If a Chukar hunt is on your bucket list, go ahead and scratch it off. The beautiful West will welcome you with open arms. You’ll hunt Public Lands for a bird that will create unforgettable memories; and if you’re lucky, an addiction that will never end. Due to the length of the Chukar hunting season, it serves as a great late season hunt. The potential of snow also helps to concentrate birds, and there is nothing like following Chukar tracks through a pristine blanket of snow under a bluebird desert sky. Nevada, Idaho, Washington and Oregon are some of the main strongholds of this sturdy import bird and each have plenty of Public Land and birds.

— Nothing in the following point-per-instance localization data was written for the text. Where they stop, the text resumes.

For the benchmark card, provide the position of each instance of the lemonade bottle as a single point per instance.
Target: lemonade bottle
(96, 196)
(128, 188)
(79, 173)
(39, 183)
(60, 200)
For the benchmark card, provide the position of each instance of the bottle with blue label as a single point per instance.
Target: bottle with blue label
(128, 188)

Surprisingly, Chukar can also be found in Arizona, California, Colorado, Hawaii, Utah and Wyoming. There are probably a few other locations where these wily birds hide out in limited quantities and remote ranges.
When it comes to equipment and dog requirements, you don’t need a whole lot to hunt Chukar. I’m an obvious Brittany fan, but I’ve shot Chukar over many breeds including my wife’s Pit Bull-Lab-Dachshund-Basset Hound. They regularly fall to my 28ga. but anything from 28 to 12 gauge works. You will want to make sure you have a heavy load of sixes in whatever you shoot, as Chukar have the elevation advantage. If you don’t knock them down immediately, you get to climb down and look for them. Don’t worry thought, there will plenty of up and down in the course of a Chukar hunt. If you make sure you have sturdy boots on your feet, a good vest on your back and man’s best friend by your side, you’ll have a good time. Next time, I’ll go into more specifics on gear; but until then, come out West and enjoy some of YOUR Public Lands and chase the King of Birds!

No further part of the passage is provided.